I bought M5 back in Dec because I thought xt2 was too expensive and I didn't know about the existence of xt20. I bought xt2 only out of curiosity to see why fuji can justify such high price for their gear. It didn't take long to convince me. I gradually traded many of my canon gear for fuji counterparts. Fuji lenses are expensive, in the same price range as L glass. But image quality is extremely high. I'm getting similar or better image quality without hurting my back and shoulder. 

I'm keeping my m5 for now because I love my 100L. But when fuji releases a new macro lens i might let go of the m5 as well. I won't leave Canon completely though. 



What's stopping you?
[/quote]

$$$
[/quote]


----------



## 9VIII (Jul 2, 2017)

Photorex said:


> 9VIII said:
> 
> 
> > Ed V said:
> ...



I've been using the Rebel 1100D to shoot Birds In Flight with the 400f5.6 for the last four years, I had the 5D2 for a year and got rid of it because it doesn't do anything better than the 1100D, but the size difference is massive.
The only thing holding back compact mirrorless systems from competing with the largest professional bodies on the market is the mindset of the people holding the camera.

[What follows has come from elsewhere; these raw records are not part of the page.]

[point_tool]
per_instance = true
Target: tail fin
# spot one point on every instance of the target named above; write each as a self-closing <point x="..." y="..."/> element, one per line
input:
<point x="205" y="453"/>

Smaller bodies make just as much of a difference in terms of convenience when paired with large lenses as they do with small lenses, you can't just look at a camera's footprint in just 2 dimensions. When you're carrying a long lens, you want the camera to fit within the width and height of that lens, and adding length means almost nothing.
When I was carrying the 5D2, the lens I used 90% of the time was the 40mm pancake, because the 5D2 is tall and wide, so the thickness from front to back was the smallest dimension that was worth preserving.
Oppositely, when you put a large lens on the 5D2, it makes the effective footprint of the whole unit about the same as a toaster oven, virtually impossible to carry in a normal backpack.
I took the 5D2 (with battery grip) through all the rides at Disneyland without any issues, but the only reason that was possible is the 40mm Pancake gave it one "small" dimension and it could fit behind my legs inside a backpack or even underneath some seats.
Using a compact body on a large lens has the same effect, the "length" is the large dimension, as long as you preserve the smaller "width" and "height" you have a much more convenient system.


----------



## 9VIII (Jul 2, 2017)

I keep looking at other systems, the XT-20 looks fantastic on paper but I keep finding stuff like this:
https://www.cameralabs.com/fujifilm-xt20-review/
"The XT20 may be the first X-body with interchangeable lenses to feature a touchscreen, but it’s underused and limited to mostly just repositioning the AF area or swiping through images in playback. None of the menus or settings can be navigated by touch, despite the Q Menu’s chunky icons being ripe for tapping; there’s also no silent touch controls while filming."
Edit: and this:
"it even includes the XT2’s five custom Continuous AF profiles and the ability to continuously autofocus at 8fps (*or 5fps with live feedback*)"
You don't get live subject tracking unless you limit the X-T20 to the same burst rate as the SL2.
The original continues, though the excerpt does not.